An example of internal generic method adopted from Stackoverflow,
# Constructor function for class
myclass <- function(x, n) {
structure(x, class = "myclass", n = n)
}
# Generic methods to extend the 'c' and '['
c.myclass <- function(..., recursive = FALSE) {
dots <- list(...)
ns <- sapply(dots, attr, which = "n")
classes <- rep("myclass", length(dots))
res <- structure(unlist(dots, recursive = FALSE), class = classes)
attr(res, "n") <- ns
return (res)
}
`[.myclass` <- function (x, i) {
y <- unclass(x)[i]
ns <- attr(x, "n")[i]
class(y) <- "myclass"
attr(y, "n") <- ns
return (y)
}
# Creating object of class type
> x1 <- myclass(1, 5)
> x2 <- myclass(2, 6)
> c(x1, x2)
[1] 1 2
attr(,"class")
[1] "myclass" "myclass"
attr(,"n")
[1] 5 6
> c(x1, x2)[2]
[1] 2
Generalizing the constructor functions
Now coming back to class constructor functions, for a given class constructor function can be generalized so that it can accommodate different type of forms for the class.
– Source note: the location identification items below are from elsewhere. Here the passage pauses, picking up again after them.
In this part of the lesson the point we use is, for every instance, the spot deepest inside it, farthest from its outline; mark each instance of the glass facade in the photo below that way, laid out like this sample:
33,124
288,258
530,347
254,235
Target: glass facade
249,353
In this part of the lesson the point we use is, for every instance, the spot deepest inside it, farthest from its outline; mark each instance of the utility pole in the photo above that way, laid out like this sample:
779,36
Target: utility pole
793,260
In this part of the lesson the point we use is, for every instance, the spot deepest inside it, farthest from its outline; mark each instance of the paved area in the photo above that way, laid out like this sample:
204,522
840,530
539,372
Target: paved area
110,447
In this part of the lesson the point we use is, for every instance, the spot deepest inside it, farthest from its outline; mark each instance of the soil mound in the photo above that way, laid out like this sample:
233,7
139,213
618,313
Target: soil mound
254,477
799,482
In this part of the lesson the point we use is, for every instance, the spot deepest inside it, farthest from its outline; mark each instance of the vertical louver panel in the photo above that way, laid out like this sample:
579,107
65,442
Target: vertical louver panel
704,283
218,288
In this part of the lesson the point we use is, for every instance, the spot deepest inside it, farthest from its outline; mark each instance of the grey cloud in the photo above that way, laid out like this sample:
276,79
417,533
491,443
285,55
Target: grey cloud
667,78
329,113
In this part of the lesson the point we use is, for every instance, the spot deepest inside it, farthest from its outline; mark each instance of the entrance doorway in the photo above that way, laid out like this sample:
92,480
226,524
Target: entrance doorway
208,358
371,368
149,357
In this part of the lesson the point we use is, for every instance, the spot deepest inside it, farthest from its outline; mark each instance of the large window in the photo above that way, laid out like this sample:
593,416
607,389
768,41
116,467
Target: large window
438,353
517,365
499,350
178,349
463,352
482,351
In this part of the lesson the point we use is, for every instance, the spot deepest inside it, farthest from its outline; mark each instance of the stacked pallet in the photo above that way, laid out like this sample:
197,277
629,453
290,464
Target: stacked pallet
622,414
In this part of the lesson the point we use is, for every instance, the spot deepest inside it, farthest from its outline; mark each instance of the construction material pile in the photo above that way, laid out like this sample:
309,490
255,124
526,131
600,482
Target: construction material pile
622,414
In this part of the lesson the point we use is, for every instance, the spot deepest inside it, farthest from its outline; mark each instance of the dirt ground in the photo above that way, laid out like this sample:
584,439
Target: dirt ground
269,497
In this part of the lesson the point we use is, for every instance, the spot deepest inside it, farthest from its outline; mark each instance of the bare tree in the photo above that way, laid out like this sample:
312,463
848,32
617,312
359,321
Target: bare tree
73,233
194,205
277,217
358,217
# Generalised Constructor function for class geom
geom <- function(x, ...) UseMethod("geom")
geom.default <- function(x, ...) {
object <- list(area = x^2)
class(object) <- "geom"
return (object)
}
geom.rectangle <- function(x, ...) {
args <- list(...)
object <- list(area = x*as.numeric(args[1]))
class(object) <- "geom"
return (object)
}
geom.triangle <- function(x,...) {
args <- list(...)
object <- list(area = (x*as.numeric(args[1])*as.numeric(args[2]))/2)
class(object) <- "geom"
return (object)
}
> my.object1 <- geom(3)
> my.object1
$area
[1] 9
attr(,"class")
[1] "geom"
> my.object2 <- geom.rectangle(3,4)
> my.object2
$area
[1] 12
attr(,"class")
[1] "geom"
> my.object3 <- geom.triangle(3,4,5)
> my.object3
$area
[1] 30
attr(,"class")
[1] "geom"